The Irishman (2019) Review: Scorsese’s Mafia Epic

Robert De Niro The Irishman

The Irishman (2019)
Director: Martin Scorsese
Screenwriter: Steven Zaillian
Starring: Robert De Niro, Joe Pesci, Al Pacino, Stephen Graham, Anna Paquin, Ray Romano, Jesse Plemons, Harvey Keitel, Bobby Cannavale, Jack Huston

Martin Scorsese’s The Irishman arrives as a sweeping, reflective entry in his long-running engagement with the American gangster film. Adapted from Charles Brandt’s book I Heard You Paint Houses, the film unfolds as a vast, decades-spanning narrative that balances intimate portraiture with broad historical commentary. With a runtime that allows the story to breathe, Scorsese guides an intricate plot through clear, purposeful direction, producing one of the most memorable American films of 2019.

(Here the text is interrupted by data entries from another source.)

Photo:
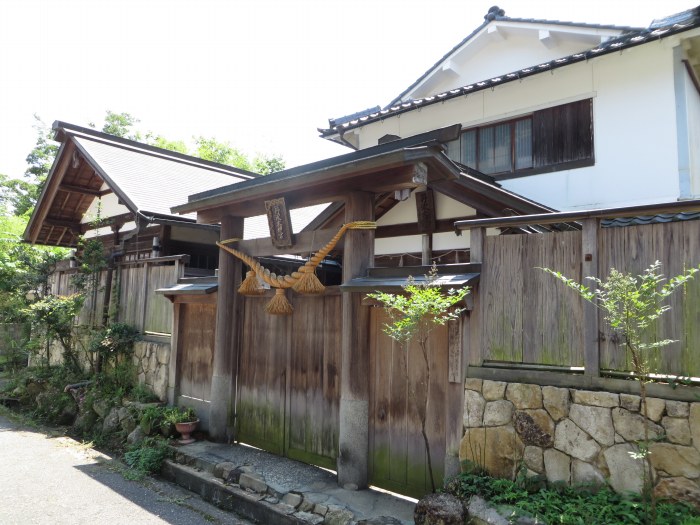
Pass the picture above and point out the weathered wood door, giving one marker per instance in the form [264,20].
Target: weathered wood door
[288,382]
[398,458]
[195,342]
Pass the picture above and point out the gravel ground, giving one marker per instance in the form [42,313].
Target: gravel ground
[52,479]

Scorsese returns to a genre he helped redefine, following in the footsteps of his earlier classics such as Mean Streets, Goodfellas and The Departed. The Irishman functions as both a formal revisitation and a personal reflection: it reunites Scorsese with longtime collaborators Robert De Niro and Joe Pesci while also featuring a powerful supporting turn from Al Pacino. The film reads like a late-career statement — a farewell of sorts — to the people and themes that have shaped Scorsese’s cinema.

Unlike grand, thematic scores that defined other crime epics, The Irishman relies on a subtler musical approach; yet it shares with films like Once Upon a Time in America an expansive, time-hopping ambition. Scorsese structures the story around three major phases of Frank Sheeran’s (De Niro) life, using flashbacks and time shifts to unravel a career in organized crime alongside the larger tapestry of mid-20th-century America. Along the way the film touches on momentous events, including the public controversies surrounding Jimmy Hoffa, and invites reflection on power, loyalty and the costs of violence.

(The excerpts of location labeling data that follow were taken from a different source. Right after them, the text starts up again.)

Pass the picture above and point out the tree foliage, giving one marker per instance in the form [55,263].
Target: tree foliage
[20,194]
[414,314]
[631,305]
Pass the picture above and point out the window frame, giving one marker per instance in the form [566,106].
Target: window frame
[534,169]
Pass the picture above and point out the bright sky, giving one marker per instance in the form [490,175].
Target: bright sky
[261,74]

At its core, The Irishman is less an action-packed gangster saga than a meditation on aging, memory and regret. Scorsese presents a tone of quiet dread and elegy: life’s details recede, relationships fray, and old decisions demand accounting. The film insists on the human consequences of a violent life, not by glorifying criminality but by examining its emotional and existential toll. In that sense it belongs to a small group of films that use the conventions of genre to explore universal questions about time and mortality.

A major talking point at the time of release was the film’s extensive use of digital de-aging. Rather than casting younger actors for earlier periods, Scorsese chose to digitally adjust the faces of his principal cast to span decades, preserving the actors’ performances and chemistry. The process can initially feel uncanny — especially in reflections and in the eyes — but rapidly settles into the film’s texture. When successful, the visual work becomes invisible, allowing the audience to remain focused on character and performance. Several sequences demonstrate sophisticated digital artistry; used thoughtfully here, the technique supports the film’s themes of memory and identity.

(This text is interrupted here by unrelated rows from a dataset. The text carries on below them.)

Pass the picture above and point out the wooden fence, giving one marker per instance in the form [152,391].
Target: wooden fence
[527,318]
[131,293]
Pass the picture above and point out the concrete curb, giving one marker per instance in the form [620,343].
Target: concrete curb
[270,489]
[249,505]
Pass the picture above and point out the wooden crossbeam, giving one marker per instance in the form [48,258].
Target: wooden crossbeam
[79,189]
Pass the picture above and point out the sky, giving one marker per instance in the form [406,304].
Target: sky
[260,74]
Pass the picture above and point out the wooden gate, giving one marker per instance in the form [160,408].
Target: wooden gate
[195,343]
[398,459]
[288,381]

Robert De Niro anchors the film as its narrator and moral center, delivering a measured, interior performance that absorbs the viewer. Joe Pesci, returning to a Scorsese set after many years, brings the same simmering intensity that made his earlier collaborations so memorable. Al Pacino’s role is smaller but significant, offering moments of theatrical bravado balanced by surprising subtlety. Together they form a formidable trio whose performances justify the film’s long runtime and invite repeated viewings.

On a production level, The Irishman is ambitious: reportedly built on a substantial budget and supported by Netflix, the film represents a major studio-level investment in artful, auteur-driven cinema. That scale allows Scorsese to realize his careful pacing and detailed period recreation without compromise. The result is a film that feels both cinematic and intimate — a rare combination in contemporary mainstream cinema.

Ultimately, The Irishman stands as a milestone in Scorsese’s career and a powerful example of what the gangster genre can achieve when used as a vehicle for reflection rather than spectacle. It is a film about the erosion of time, the erosion of memory, and the quiet consequences of a life lived at the margins of the law. For viewers drawn to character-driven storytelling and thoughtful filmmaking, The Irishman delivers a richly textured, emotionally resonant experience.